On Mon, 11 Dec 2023, Nate Eldredge wrote:
To fix, we need something like `__args._M_old = __val;` inside the loop in
__atomic_wait_address(), so that we always wait on the exact value that the
predicate __pred() rejected. Again, there are similar instances in
atomic_timed_wait.h.
Thinking through this, there's another problem. The main loop in
__atomic_wait_address() would then be:
while (!__pred(__val))
{
__args._M_old = __val;
__detail::__wait_impl(__wait_addr, &__args);
__val = __vfn();
}
The idea being that we only call __wait_impl to wait on a value that the
predicate said was unacceptable.

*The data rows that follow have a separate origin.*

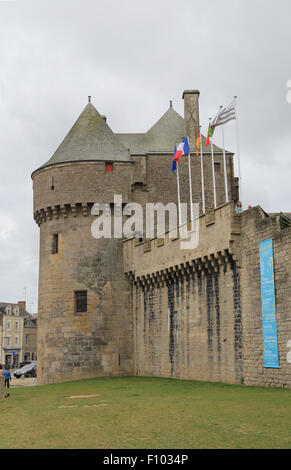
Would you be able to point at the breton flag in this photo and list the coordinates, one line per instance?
(182, 149)
(224, 115)
(209, 134)
(174, 164)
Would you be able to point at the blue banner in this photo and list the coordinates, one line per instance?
(270, 339)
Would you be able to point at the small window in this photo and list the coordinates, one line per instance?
(55, 243)
(217, 167)
(108, 167)
(81, 302)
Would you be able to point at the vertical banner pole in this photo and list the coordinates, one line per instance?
(213, 172)
(190, 186)
(202, 174)
(179, 203)
(224, 164)
(213, 176)
(238, 150)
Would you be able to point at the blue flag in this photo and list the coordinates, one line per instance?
(186, 146)
(174, 164)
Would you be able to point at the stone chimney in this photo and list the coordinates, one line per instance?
(191, 114)
(22, 304)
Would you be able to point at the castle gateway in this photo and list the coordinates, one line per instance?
(138, 306)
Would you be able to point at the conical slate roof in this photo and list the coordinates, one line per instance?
(162, 136)
(90, 139)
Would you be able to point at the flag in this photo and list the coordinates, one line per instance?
(209, 134)
(198, 140)
(174, 164)
(182, 149)
(224, 115)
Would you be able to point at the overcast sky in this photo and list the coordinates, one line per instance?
(132, 57)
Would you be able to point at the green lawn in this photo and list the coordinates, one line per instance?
(145, 413)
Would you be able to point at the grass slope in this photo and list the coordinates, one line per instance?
(145, 413)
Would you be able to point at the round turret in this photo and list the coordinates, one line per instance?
(84, 316)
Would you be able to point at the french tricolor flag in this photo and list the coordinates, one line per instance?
(182, 149)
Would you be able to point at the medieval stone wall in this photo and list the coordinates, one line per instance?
(197, 313)
(258, 226)
(187, 303)
(97, 342)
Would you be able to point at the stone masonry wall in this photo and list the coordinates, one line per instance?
(98, 342)
(187, 303)
(197, 314)
(258, 226)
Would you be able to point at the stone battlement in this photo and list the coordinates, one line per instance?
(219, 246)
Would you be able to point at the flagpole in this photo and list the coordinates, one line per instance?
(213, 171)
(179, 203)
(238, 150)
(190, 185)
(202, 173)
(224, 163)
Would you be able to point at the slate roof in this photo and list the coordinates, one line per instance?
(161, 137)
(22, 312)
(92, 139)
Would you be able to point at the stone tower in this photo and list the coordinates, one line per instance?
(84, 323)
(85, 317)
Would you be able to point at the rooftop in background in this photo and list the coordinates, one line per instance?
(22, 311)
(91, 139)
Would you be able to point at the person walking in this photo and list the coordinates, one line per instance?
(7, 377)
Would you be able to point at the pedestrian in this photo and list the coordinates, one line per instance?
(7, 377)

But looking for instance at its caller
__atomic_semaphore::_M_acquire() in bits/semaphore_base.h, the predicate
passed in is _S_do_try_acquire(), whose code is:
_S_do_try_acquire(__detail::__platform_wait_t* __counter,
__detail::__platform_wait_t __old) noexcept
{
if (__old == 0)
return false;
return __atomic_impl::compare_exchange_strong(__counter,
__old, __old - 1,
memory_order::acquire,
memory_order::relaxed);
}
It returns false if the value passed in was unacceptable (i.e. zero), *or*
if it was nonzero (let's say 1) but the compare_exchange failed because
another thread swooped in and modified the semaphore counter. In that
latter case, __atomic_wait_address() would pass 1 to __wait_impl(), which
is likewise bad. If the counter is externally changed back to 1 just
before we call __platform_wait (that's the futex call), we would go to
sleep waiting on a semaphore that is already available: deadlock.

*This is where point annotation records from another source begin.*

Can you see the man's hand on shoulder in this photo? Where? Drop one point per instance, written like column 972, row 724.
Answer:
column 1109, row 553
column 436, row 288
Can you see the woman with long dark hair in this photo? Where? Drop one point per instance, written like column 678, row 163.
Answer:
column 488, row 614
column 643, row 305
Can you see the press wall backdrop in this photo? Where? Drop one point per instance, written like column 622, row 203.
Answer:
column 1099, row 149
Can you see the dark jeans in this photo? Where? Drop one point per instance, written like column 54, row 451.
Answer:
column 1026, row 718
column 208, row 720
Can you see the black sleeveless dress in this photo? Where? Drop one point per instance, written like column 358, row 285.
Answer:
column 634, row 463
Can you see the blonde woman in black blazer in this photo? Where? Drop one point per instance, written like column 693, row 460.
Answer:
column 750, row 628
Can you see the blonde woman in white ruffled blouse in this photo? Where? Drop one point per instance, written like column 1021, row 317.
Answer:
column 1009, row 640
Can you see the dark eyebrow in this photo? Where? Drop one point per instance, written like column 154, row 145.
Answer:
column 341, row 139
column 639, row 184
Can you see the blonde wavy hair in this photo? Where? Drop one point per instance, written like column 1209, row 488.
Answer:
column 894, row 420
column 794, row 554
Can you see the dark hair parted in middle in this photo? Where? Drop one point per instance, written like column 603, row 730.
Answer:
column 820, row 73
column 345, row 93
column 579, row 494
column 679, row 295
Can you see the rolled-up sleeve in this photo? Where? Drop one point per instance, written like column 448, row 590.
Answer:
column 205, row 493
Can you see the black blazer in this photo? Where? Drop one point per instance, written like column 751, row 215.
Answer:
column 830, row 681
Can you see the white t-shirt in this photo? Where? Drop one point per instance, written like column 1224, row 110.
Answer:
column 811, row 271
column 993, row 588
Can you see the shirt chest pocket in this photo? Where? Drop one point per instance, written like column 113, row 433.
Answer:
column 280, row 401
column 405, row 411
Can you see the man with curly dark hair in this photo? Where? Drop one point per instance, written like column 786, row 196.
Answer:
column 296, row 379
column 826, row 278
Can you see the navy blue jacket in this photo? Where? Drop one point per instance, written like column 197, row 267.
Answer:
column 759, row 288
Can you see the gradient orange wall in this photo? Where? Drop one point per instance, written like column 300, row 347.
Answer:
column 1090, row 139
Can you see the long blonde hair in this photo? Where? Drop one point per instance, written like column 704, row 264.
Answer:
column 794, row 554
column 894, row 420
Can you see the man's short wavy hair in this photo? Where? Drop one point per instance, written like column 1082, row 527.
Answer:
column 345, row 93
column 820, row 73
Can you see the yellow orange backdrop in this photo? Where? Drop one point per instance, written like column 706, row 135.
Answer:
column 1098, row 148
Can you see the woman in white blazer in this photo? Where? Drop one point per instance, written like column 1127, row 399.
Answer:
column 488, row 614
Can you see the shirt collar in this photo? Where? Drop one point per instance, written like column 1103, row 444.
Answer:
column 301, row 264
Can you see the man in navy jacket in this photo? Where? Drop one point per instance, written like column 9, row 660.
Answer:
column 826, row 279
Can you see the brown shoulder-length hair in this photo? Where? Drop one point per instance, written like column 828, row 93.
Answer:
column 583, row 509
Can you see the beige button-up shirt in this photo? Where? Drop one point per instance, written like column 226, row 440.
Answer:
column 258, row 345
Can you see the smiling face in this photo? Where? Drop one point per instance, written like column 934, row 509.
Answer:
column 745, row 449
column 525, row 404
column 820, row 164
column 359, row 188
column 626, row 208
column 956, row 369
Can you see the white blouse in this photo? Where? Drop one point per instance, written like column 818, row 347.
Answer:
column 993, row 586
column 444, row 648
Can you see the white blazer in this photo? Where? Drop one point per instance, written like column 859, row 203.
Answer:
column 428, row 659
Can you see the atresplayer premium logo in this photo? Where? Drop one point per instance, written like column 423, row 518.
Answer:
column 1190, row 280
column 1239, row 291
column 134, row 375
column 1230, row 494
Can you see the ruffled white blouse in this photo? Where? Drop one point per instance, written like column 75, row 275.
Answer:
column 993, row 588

I guess there's a couple ways to fix it.
You could have the "predicate" callback instead return a tri-state value:
"all done, stop waiting" (like current true), "value passed is not
acceptable" (like current false), and "value was acceptable but something
else went wrong". Only the second case should result in calling
__wait_impl(). In the third case, __atomic_wait_address() should
just reload the value (using __vfn()) and loop again.

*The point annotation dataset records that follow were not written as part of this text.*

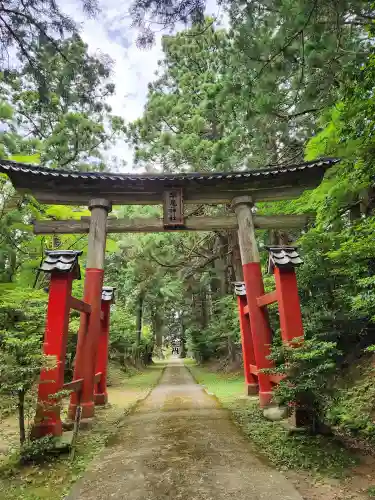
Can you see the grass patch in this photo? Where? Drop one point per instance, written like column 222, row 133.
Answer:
column 314, row 453
column 53, row 479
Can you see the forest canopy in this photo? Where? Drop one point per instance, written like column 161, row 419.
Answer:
column 286, row 80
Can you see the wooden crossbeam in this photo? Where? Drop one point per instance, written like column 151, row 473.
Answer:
column 155, row 225
column 79, row 305
column 74, row 385
column 266, row 299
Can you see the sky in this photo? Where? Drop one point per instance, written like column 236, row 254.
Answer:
column 133, row 68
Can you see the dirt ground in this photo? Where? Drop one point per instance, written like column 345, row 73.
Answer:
column 180, row 444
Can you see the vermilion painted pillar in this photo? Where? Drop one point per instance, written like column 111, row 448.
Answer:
column 101, row 396
column 246, row 340
column 289, row 303
column 47, row 419
column 260, row 328
column 90, row 327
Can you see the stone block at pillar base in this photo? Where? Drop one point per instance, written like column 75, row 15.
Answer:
column 87, row 410
column 251, row 389
column 101, row 399
column 85, row 423
column 41, row 429
column 275, row 413
column 265, row 399
column 300, row 418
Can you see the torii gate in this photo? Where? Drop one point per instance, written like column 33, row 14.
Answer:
column 242, row 189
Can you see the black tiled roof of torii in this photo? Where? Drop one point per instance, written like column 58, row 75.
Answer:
column 7, row 165
column 64, row 261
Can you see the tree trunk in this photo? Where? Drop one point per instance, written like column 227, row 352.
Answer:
column 21, row 416
column 139, row 318
column 236, row 256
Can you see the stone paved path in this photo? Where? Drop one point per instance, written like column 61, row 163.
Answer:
column 179, row 444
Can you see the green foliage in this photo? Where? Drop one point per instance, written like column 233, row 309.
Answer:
column 22, row 319
column 309, row 368
column 352, row 405
column 315, row 453
column 221, row 336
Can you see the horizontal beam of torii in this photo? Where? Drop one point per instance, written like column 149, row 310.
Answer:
column 153, row 224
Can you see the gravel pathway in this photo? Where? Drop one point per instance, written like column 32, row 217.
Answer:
column 180, row 444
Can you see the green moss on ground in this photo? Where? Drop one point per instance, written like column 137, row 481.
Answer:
column 285, row 451
column 53, row 479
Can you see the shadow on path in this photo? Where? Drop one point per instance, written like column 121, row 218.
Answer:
column 180, row 444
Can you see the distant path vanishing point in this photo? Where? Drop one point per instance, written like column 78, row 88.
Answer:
column 179, row 444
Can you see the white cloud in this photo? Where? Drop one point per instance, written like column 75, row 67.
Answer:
column 111, row 33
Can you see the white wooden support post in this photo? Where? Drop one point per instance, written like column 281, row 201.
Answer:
column 90, row 326
column 259, row 324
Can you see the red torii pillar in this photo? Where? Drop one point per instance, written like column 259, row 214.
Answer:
column 283, row 260
column 89, row 334
column 101, row 396
column 248, row 357
column 259, row 324
column 64, row 268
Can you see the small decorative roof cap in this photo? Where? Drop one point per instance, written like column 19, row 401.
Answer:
column 108, row 293
column 284, row 257
column 63, row 261
column 239, row 288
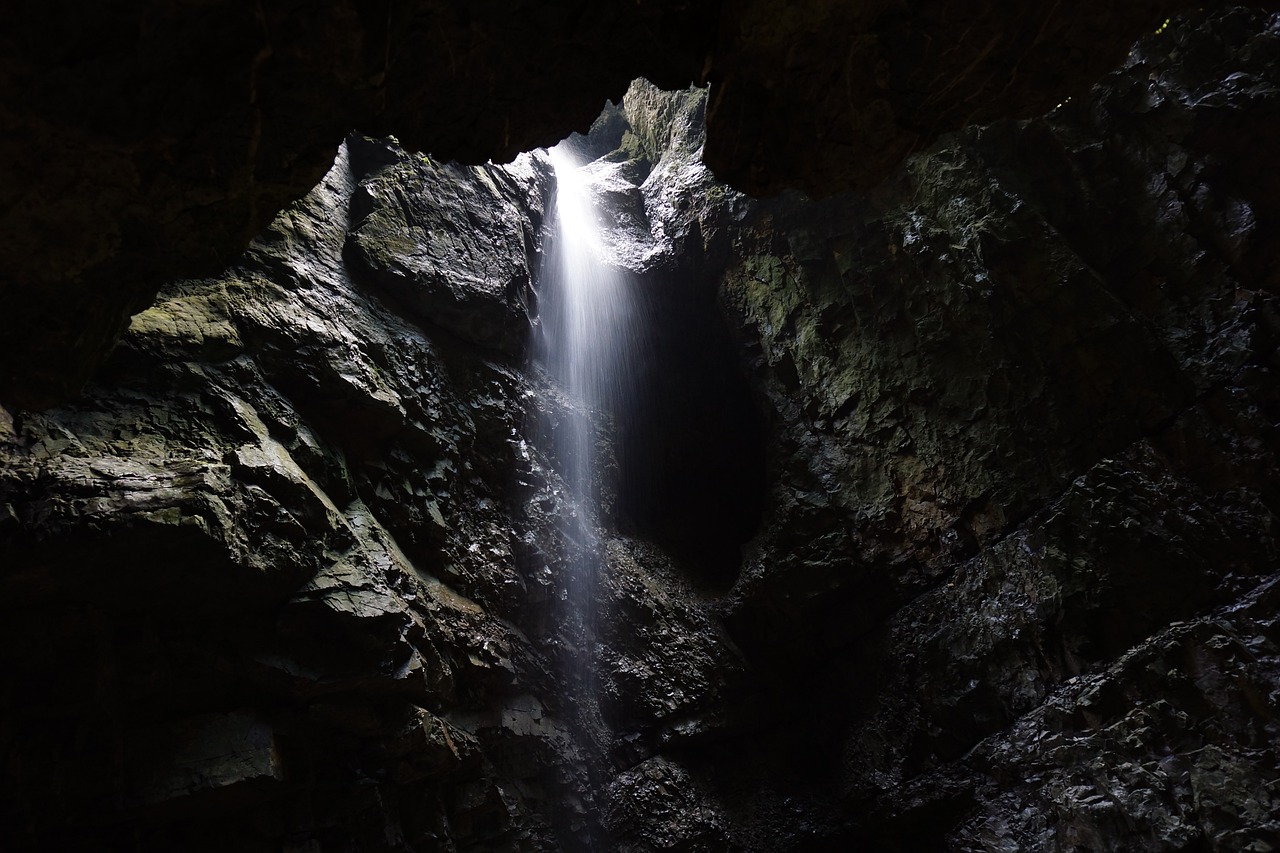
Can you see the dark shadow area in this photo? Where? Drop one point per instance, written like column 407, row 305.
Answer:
column 690, row 441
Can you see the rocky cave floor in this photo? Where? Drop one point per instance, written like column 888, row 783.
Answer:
column 972, row 547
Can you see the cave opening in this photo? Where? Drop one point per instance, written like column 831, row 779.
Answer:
column 689, row 446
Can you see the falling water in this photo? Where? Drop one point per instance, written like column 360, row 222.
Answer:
column 588, row 334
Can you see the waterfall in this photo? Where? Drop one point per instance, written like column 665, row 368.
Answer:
column 586, row 341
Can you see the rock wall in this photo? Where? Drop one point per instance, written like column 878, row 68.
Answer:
column 151, row 141
column 965, row 536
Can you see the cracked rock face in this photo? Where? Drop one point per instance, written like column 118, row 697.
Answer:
column 947, row 523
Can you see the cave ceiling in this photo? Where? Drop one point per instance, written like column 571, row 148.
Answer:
column 145, row 141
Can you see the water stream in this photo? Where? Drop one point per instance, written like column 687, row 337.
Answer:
column 589, row 319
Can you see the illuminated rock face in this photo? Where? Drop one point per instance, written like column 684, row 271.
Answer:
column 947, row 521
column 146, row 144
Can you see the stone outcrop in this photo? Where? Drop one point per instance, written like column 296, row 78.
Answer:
column 963, row 537
column 147, row 142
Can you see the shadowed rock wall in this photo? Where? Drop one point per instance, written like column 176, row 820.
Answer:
column 286, row 576
column 150, row 141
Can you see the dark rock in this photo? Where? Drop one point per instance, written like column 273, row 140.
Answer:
column 941, row 518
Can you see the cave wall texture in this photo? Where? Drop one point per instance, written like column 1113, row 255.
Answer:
column 150, row 141
column 973, row 541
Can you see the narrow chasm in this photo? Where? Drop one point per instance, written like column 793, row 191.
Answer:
column 691, row 468
column 688, row 436
column 581, row 503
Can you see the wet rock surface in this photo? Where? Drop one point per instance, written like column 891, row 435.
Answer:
column 147, row 142
column 946, row 519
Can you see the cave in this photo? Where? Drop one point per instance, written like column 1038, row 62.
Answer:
column 933, row 496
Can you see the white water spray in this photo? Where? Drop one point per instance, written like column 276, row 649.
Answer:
column 588, row 316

Or, make the callback __pred() a pure predicate that only tests its input
value for acceptability, without any other side effects. Then have
__atomic_wait_address() simply return as soon as __pred(__val) returns
true. It would be up to the caller to actually decrement the semaphore or
whatever, and to call __atomic_wait_address() again if this fails. In
that case, __atomic_wait_address should probably return the final value
that was read, so the caller can immediately do something like a
compare-exchange using it, and not have to do an additional load and
predicate test.
Or, make __pred() a pure predicate as before, and give
__atomic_wait_address yet one more callback function argument, call it
__taker(), whose job is to acquire the semaphore etc, and have
__atomic_wait_address call it after __pred(__val) returns true.
--
Nate Eldredge
n...@thatsmathematics.com